Overview
Flowers Gallery is pleased to announce its first solo exhibition of the work of Hong Kong based artist Movana Chen. The gallery space will be transformed into an artist's studio, in which Chen has been invited to spend time, day to day, producing her artwork. The exhibition showcases Chen’s diverse body of work and offers insight into her interactive practice.
Travel and communication are important subject matters that Chen examines continuously in her practice. This is evident in the ongoing piece Travelling into Your Bookshelf, which she began in 2009 during an artist residency in Europe. For this project, Chen invites friends and acquaintances to work together through the medium of knitting, using shredded books that she was given by new friends that she made during her journey through Europe. For Chen, this creates a new way of reading and communicating. Travelling into Your Bookshelf will be continuously worked on during the exhibition using shredded dictionaries and maps. A video documenting the project from the beginning along with her sketch books will be displayed. These sketch books are edited and collaged using texts, drawings, and found objects, recording Movana Chen’s experience and memories during her art journey.

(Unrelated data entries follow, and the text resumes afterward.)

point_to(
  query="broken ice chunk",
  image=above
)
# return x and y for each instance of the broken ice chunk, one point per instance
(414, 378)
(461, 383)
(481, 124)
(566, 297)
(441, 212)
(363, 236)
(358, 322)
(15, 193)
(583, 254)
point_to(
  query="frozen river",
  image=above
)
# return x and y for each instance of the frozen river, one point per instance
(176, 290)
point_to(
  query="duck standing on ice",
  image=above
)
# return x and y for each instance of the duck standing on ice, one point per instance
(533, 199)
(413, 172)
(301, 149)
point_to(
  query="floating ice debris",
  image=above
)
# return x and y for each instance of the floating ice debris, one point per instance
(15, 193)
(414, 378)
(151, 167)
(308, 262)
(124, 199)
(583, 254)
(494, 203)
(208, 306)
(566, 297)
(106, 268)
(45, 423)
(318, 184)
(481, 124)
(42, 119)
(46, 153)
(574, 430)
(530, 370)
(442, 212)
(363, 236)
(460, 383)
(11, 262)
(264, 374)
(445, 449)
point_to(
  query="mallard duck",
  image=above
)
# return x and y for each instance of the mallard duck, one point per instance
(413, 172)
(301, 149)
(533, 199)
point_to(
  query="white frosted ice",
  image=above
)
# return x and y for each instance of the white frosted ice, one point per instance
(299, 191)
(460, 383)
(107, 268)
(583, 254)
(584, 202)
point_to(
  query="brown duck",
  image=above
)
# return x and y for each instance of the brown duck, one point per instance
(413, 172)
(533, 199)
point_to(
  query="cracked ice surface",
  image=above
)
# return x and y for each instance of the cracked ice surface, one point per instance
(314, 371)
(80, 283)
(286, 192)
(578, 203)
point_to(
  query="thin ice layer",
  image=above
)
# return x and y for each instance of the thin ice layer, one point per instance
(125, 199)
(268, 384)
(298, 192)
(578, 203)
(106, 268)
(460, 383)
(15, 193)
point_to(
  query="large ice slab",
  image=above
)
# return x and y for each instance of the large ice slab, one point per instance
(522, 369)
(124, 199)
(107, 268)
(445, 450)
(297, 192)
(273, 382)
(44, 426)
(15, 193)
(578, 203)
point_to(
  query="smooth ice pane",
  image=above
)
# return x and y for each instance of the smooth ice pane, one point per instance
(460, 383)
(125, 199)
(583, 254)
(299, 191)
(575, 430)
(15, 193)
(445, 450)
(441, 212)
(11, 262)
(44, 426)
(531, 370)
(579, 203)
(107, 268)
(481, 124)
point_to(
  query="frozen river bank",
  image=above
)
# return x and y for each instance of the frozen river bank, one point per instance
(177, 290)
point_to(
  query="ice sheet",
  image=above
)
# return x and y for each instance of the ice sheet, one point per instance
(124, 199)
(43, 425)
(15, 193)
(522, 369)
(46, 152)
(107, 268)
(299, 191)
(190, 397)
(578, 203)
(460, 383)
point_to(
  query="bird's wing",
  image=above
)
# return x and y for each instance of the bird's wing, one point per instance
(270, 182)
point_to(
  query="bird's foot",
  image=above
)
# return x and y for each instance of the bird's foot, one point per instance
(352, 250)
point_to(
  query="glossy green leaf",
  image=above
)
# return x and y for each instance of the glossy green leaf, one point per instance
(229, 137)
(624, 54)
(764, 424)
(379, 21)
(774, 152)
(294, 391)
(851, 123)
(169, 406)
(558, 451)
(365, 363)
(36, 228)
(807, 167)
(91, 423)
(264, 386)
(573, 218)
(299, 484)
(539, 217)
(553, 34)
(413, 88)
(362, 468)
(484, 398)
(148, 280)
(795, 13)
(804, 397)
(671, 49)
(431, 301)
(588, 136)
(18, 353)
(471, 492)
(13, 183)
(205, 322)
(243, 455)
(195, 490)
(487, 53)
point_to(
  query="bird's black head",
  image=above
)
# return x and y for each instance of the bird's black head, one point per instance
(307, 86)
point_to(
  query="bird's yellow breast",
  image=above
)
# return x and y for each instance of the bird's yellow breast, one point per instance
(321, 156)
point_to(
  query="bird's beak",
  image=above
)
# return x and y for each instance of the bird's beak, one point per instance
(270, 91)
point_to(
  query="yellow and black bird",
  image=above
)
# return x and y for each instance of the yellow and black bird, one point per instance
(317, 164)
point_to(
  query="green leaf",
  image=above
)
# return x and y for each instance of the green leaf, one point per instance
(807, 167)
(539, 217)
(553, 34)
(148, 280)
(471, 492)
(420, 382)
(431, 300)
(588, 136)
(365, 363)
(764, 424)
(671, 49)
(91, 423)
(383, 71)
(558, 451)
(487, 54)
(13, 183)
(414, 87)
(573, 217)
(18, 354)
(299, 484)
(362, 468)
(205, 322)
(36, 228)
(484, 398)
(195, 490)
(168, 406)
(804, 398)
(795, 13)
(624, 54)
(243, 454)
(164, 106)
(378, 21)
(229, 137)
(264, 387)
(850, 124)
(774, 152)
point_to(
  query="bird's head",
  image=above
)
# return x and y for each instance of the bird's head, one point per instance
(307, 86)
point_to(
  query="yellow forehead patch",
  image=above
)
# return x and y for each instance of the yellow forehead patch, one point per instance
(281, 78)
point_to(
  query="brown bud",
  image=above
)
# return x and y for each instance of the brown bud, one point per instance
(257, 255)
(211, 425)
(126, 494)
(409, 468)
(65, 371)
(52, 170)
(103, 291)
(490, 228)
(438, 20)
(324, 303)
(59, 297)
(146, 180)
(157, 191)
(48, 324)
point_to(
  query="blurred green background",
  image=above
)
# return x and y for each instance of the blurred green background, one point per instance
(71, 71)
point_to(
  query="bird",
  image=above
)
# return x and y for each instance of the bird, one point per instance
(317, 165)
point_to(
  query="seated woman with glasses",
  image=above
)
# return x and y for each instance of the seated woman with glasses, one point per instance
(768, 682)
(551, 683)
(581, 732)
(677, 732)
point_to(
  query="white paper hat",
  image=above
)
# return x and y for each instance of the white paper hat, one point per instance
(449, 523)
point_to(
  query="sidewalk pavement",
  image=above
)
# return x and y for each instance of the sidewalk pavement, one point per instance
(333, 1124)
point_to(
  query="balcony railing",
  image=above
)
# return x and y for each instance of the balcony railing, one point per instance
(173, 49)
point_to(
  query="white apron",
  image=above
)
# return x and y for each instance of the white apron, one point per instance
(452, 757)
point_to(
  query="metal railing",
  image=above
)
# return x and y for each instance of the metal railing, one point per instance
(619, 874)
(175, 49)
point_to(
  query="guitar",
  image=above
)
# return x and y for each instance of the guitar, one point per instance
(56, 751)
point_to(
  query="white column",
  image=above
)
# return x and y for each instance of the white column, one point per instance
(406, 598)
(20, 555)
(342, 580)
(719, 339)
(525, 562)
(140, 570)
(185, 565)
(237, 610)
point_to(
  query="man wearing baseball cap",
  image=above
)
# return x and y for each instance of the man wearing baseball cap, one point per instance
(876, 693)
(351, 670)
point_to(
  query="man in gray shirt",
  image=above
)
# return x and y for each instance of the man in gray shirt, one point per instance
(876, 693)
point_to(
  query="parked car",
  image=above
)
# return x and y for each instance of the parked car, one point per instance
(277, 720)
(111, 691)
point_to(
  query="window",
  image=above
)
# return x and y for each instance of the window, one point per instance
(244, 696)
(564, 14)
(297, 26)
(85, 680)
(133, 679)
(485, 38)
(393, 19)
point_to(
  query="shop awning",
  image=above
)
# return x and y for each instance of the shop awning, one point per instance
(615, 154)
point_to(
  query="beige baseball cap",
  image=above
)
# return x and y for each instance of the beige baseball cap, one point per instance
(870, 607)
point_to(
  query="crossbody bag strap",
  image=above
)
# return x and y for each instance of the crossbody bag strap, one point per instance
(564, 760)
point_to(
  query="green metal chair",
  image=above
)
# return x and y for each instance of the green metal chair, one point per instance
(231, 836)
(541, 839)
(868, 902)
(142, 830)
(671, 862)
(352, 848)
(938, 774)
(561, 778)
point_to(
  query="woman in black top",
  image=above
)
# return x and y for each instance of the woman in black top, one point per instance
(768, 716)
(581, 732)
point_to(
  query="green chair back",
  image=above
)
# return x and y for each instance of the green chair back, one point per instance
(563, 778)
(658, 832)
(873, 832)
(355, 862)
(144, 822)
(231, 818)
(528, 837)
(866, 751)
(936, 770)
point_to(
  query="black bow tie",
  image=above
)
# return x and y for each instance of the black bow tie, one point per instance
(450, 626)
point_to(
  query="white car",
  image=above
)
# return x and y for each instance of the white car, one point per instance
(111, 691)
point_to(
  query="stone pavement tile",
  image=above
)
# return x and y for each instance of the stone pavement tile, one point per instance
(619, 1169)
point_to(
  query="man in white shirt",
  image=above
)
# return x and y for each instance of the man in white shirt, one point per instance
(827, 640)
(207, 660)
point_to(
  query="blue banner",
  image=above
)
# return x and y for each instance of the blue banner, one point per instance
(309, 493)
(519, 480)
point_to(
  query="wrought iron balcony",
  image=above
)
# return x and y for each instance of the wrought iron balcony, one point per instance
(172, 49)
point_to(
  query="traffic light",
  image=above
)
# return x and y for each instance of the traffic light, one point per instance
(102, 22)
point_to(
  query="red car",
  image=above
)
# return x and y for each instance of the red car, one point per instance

Examples of Movana Chen’s Body Containers, the wearable sculptures in which she performs will also be on display. Chen explains that the distinctive tubular shape of these sculptures represents a manifestation of information in modern society. Created through the process of knitting fragmented maps from different countries, they form a new communication code connecting people with different cultural backgrounds.
Alongside works from these existing projects, will be two new paintings entitled How Are You? #1 and How Are You? #2, which are an extension of Chen’s recent postcard project. A few months ago, Chen had just returned to Hong Kong from Europe when Coronavirus began to spread throughout the world and many countries entered lockdown. She spontaneously drew 100 postcards with rainbow-colored patterns and sent them to friends all over the world, connecting people through a tangible and physical item during a time when physical connection proved impossible.